We had decided the day before to head out in the morning for the bus terminal, pick a city no more than about two hours from Mérida and go explore. Well, that is precisely what we did. No maps, no set destination, a few pesos in our pockets and off we went. The first bus terminal we found provided transportation to only Ticúl, a small city about a one hour and 20 minutes drive south of Mérida known for its many zapaterías (shoe stores) and cerámicas de barro (earthenware pottery). Tickets in hand and about 20 minutes to spare, Lilly Brooks reminded us all of a tempting panadería (bakery) we passed not far from the terminal. With our mouth-watering pan dulces (sweet breads), or a very recognizable chocolate-frosted donut with sprinkles Nolan Weddle enthusiastically selected, packed in our bags we were ready to ship out!
Before I lose myself completely in the telling of this aventura, I must express the hypnotic effect the panaderías have on my poor, weak soul. At any point in the day they emit the most tantalizing aroma. Knowing pan dulces tend to lack beneficial contribution to one’s health goals, this antagonizing tickle that immediately travels from your nose straight to the deepest depths of your being is hard enough to resist. Throw in their seemingly omnipresence on every streetcorner of every neighborhood, and I’m as good as dead. At least one would think. The only thing preventing me from complete gluttony of these sweet, yeasty perfections is an equally captivating treat called the paleta de coco (coconut popsicles). Which brings me back to la aventura.
As we drove into the city, the heavy presence of pottery shops was clearly seen.
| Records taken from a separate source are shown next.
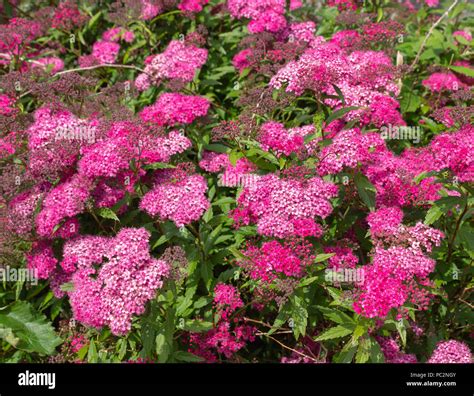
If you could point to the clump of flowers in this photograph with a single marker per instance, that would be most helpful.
(228, 336)
(176, 197)
(451, 351)
(285, 207)
(126, 278)
(175, 108)
(178, 62)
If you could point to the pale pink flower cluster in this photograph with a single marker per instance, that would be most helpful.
(438, 82)
(451, 351)
(179, 61)
(175, 108)
(180, 199)
(365, 79)
(126, 278)
(65, 200)
(285, 207)
(392, 353)
(264, 15)
(192, 5)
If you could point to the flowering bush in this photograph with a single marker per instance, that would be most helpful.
(236, 181)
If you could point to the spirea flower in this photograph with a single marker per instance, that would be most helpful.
(114, 279)
(175, 108)
(182, 201)
(451, 351)
(278, 206)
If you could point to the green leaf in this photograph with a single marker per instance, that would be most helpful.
(197, 326)
(107, 213)
(92, 356)
(433, 214)
(187, 357)
(159, 165)
(340, 113)
(298, 316)
(335, 332)
(33, 330)
(366, 190)
(335, 315)
(323, 257)
(463, 70)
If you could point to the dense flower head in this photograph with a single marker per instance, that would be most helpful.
(273, 135)
(226, 300)
(51, 63)
(192, 5)
(126, 279)
(117, 33)
(20, 213)
(451, 351)
(273, 259)
(182, 200)
(438, 82)
(65, 200)
(41, 260)
(392, 353)
(7, 105)
(365, 78)
(178, 62)
(241, 59)
(54, 140)
(264, 15)
(385, 221)
(349, 148)
(105, 51)
(278, 205)
(67, 15)
(344, 257)
(175, 108)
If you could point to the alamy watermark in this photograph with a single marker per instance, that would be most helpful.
(345, 275)
(76, 132)
(237, 180)
(401, 132)
(12, 274)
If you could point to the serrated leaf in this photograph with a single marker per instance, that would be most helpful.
(340, 113)
(107, 213)
(335, 332)
(32, 328)
(366, 190)
(323, 257)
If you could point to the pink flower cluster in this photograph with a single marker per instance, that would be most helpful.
(7, 105)
(349, 148)
(228, 336)
(396, 272)
(126, 278)
(274, 136)
(392, 353)
(41, 260)
(365, 79)
(117, 33)
(179, 61)
(273, 259)
(63, 201)
(239, 174)
(175, 108)
(264, 15)
(54, 140)
(451, 351)
(192, 5)
(181, 199)
(226, 300)
(438, 82)
(285, 207)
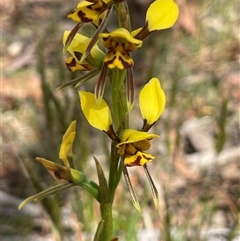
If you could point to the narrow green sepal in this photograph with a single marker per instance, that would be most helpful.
(153, 188)
(97, 236)
(96, 34)
(103, 187)
(131, 190)
(45, 193)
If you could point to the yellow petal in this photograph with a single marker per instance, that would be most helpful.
(152, 101)
(131, 136)
(70, 129)
(139, 159)
(96, 112)
(161, 14)
(78, 46)
(66, 148)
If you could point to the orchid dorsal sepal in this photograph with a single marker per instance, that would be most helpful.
(71, 36)
(161, 14)
(97, 113)
(152, 101)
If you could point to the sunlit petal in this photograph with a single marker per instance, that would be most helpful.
(161, 14)
(96, 112)
(152, 101)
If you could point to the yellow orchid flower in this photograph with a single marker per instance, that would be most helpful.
(89, 11)
(59, 171)
(119, 43)
(161, 14)
(152, 101)
(96, 112)
(132, 145)
(77, 48)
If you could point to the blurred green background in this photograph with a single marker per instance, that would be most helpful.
(196, 169)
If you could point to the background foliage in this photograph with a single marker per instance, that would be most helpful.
(196, 167)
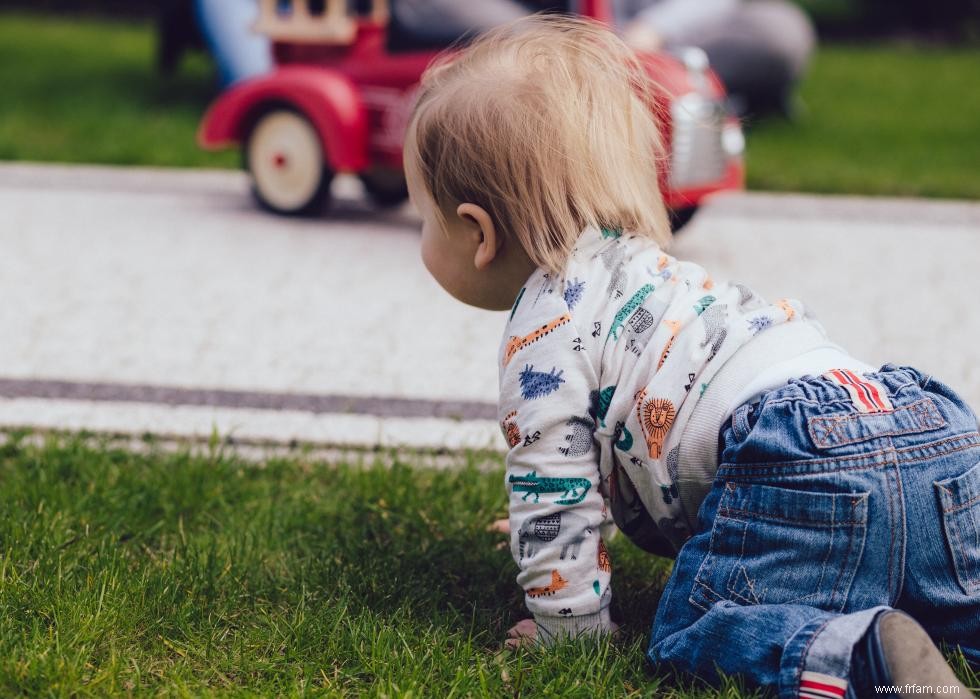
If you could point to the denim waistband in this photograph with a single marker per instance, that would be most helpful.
(822, 389)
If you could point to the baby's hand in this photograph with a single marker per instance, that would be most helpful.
(523, 633)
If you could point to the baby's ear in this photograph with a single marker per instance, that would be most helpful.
(485, 233)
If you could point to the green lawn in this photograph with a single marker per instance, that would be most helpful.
(169, 573)
(879, 119)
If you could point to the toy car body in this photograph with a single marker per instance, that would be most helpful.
(339, 101)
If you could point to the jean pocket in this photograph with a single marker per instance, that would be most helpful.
(959, 498)
(774, 545)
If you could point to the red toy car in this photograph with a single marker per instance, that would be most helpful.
(339, 101)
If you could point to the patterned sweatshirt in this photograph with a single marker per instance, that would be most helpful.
(604, 377)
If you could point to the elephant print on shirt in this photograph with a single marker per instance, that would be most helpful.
(715, 331)
(581, 437)
(565, 529)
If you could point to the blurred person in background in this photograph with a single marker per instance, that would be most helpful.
(759, 48)
(238, 51)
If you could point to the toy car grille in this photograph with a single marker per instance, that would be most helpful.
(698, 155)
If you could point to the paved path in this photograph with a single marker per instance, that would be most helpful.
(139, 300)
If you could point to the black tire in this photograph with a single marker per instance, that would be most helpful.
(386, 187)
(315, 198)
(681, 217)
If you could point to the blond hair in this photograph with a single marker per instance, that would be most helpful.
(547, 124)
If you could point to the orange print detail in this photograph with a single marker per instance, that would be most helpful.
(511, 429)
(516, 343)
(605, 565)
(787, 309)
(557, 583)
(675, 327)
(655, 417)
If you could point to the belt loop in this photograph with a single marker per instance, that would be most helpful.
(740, 422)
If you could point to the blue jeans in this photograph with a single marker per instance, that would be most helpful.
(822, 515)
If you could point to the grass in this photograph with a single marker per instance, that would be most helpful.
(879, 119)
(203, 575)
(890, 119)
(190, 575)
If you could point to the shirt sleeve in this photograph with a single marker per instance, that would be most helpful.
(547, 382)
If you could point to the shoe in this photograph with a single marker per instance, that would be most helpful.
(897, 652)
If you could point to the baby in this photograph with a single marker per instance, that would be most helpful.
(805, 496)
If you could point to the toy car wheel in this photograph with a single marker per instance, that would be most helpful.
(385, 186)
(285, 158)
(681, 217)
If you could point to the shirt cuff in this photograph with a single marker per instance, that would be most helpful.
(551, 628)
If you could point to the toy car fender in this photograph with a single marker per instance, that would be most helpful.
(329, 100)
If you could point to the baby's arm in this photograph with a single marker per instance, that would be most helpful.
(553, 472)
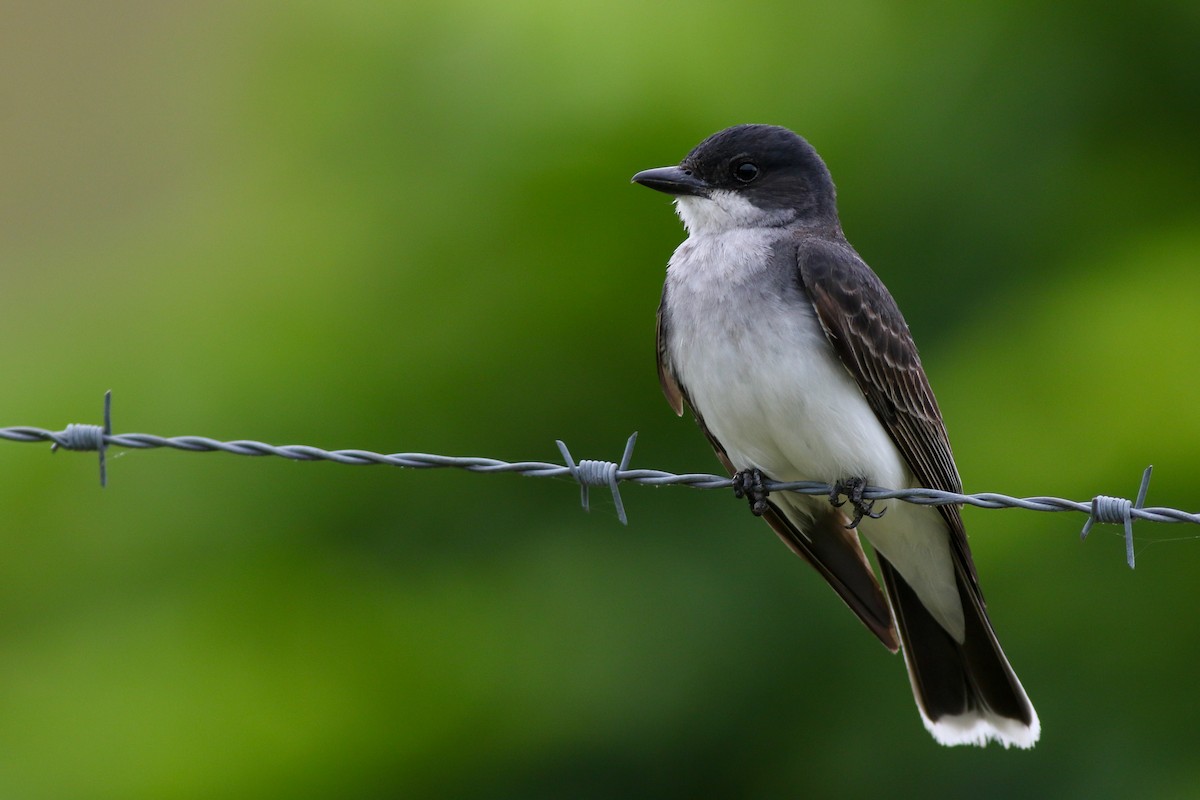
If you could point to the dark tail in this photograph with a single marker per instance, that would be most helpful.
(967, 693)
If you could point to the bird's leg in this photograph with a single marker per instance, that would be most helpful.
(853, 488)
(748, 483)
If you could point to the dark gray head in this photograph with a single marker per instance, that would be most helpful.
(749, 175)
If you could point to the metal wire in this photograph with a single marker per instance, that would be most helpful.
(588, 473)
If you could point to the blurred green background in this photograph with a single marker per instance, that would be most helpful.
(409, 227)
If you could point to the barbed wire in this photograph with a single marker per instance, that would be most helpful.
(589, 473)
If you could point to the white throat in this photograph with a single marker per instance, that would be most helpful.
(725, 210)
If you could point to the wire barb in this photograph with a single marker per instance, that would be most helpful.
(89, 437)
(588, 473)
(600, 473)
(1116, 511)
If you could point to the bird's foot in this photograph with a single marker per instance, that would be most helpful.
(748, 483)
(853, 488)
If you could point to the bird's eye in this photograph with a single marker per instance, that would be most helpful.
(745, 172)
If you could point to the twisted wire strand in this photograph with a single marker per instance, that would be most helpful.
(591, 473)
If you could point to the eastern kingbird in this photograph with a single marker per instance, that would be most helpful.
(798, 365)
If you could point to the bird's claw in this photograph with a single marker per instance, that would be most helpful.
(853, 488)
(748, 483)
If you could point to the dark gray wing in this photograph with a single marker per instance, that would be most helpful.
(870, 336)
(828, 545)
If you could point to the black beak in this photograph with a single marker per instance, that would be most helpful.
(672, 180)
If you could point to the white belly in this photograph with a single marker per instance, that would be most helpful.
(759, 370)
(763, 376)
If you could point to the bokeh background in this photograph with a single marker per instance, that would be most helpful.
(409, 227)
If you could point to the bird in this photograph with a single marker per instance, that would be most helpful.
(797, 364)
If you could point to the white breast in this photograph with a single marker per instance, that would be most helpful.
(750, 352)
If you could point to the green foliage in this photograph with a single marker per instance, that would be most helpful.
(409, 227)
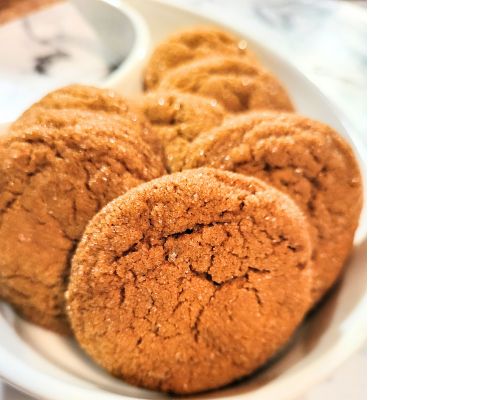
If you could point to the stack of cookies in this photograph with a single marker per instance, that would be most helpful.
(182, 236)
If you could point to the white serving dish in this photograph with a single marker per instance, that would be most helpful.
(48, 366)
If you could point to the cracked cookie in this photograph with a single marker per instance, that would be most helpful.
(236, 84)
(189, 45)
(190, 281)
(53, 179)
(177, 119)
(303, 158)
(87, 98)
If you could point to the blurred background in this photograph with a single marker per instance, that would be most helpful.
(47, 43)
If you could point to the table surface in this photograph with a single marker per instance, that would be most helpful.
(326, 39)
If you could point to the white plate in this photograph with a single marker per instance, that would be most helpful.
(48, 366)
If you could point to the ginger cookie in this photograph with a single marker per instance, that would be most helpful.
(177, 119)
(235, 83)
(190, 281)
(303, 158)
(53, 179)
(87, 98)
(189, 45)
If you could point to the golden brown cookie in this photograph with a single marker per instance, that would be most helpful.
(303, 158)
(88, 98)
(177, 119)
(189, 45)
(235, 83)
(53, 179)
(190, 281)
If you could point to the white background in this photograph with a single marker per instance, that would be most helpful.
(326, 39)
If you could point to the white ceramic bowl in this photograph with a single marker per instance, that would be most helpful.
(52, 367)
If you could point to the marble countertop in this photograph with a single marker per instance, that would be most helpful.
(326, 39)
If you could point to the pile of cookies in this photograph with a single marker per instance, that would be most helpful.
(182, 236)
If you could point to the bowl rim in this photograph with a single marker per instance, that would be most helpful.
(46, 386)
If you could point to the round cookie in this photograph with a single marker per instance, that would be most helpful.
(192, 44)
(177, 119)
(235, 83)
(303, 158)
(191, 281)
(52, 181)
(92, 99)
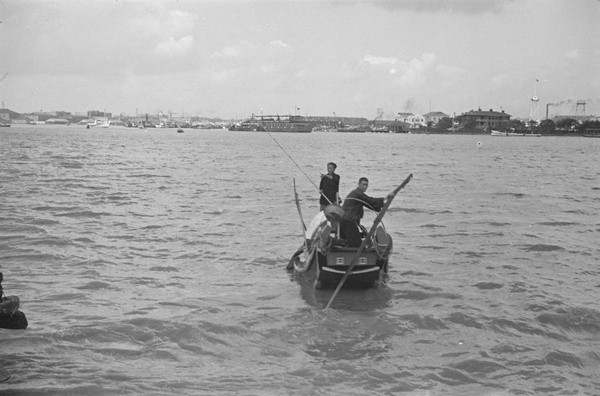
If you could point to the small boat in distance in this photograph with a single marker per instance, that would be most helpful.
(516, 133)
(270, 123)
(591, 133)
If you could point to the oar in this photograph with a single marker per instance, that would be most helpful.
(4, 375)
(299, 208)
(368, 238)
(290, 265)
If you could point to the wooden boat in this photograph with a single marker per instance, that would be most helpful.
(10, 316)
(326, 268)
(324, 261)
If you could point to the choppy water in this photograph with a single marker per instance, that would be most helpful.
(151, 262)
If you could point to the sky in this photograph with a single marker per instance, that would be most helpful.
(229, 59)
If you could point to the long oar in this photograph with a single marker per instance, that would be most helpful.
(299, 208)
(368, 238)
(290, 265)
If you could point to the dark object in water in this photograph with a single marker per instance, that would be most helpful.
(14, 321)
(10, 316)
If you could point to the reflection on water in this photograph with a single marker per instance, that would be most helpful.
(151, 262)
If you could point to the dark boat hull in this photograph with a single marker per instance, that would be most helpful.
(327, 271)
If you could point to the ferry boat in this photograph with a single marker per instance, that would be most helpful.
(270, 123)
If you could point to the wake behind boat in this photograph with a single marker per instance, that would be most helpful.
(270, 123)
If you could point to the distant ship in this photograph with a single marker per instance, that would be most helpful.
(269, 123)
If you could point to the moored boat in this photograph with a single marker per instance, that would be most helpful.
(270, 123)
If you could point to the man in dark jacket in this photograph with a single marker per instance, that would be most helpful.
(353, 212)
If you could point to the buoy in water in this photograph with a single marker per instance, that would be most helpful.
(4, 375)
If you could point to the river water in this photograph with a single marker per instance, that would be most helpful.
(152, 262)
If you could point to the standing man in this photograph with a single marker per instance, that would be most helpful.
(353, 212)
(329, 187)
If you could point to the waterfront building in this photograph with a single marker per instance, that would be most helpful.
(484, 119)
(434, 117)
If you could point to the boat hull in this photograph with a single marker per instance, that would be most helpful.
(327, 271)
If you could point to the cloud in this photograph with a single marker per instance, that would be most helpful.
(379, 60)
(173, 47)
(454, 6)
(417, 70)
(227, 52)
(279, 43)
(573, 54)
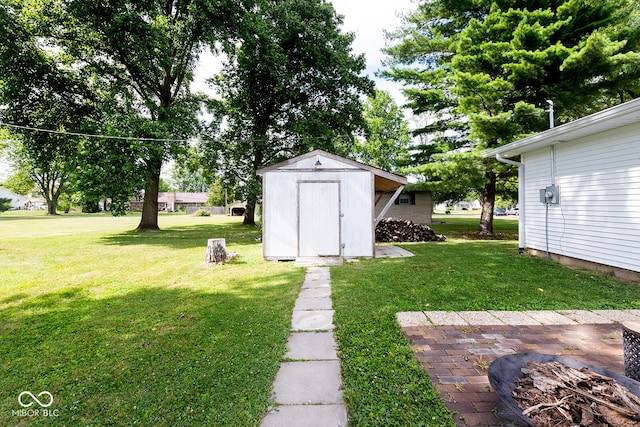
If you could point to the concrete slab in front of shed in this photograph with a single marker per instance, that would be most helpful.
(308, 383)
(312, 346)
(306, 416)
(312, 320)
(320, 261)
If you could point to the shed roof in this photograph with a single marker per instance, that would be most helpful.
(383, 180)
(615, 117)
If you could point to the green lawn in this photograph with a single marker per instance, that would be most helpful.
(126, 328)
(384, 385)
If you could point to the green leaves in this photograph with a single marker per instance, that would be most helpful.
(291, 85)
(484, 70)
As the anticipation to discover a new city grew, so did that beast inside, growling for more Mexican cuisine. When our feet hit the pavement, our eyes were peeled for one of the many restaurants that are ready to serve us a delectable meal to soothe our hunger pangs. After a good 45 minutes and a few circles around the city center, no luck. Not one restaurant. Surely the people of Ticúl like to eat? When we randomly wandered upon the city’s “food court,” a row of about 15 small kitchen booths, we were not aware of how perfect our food selection would feed into our “adventure” mindset for the day.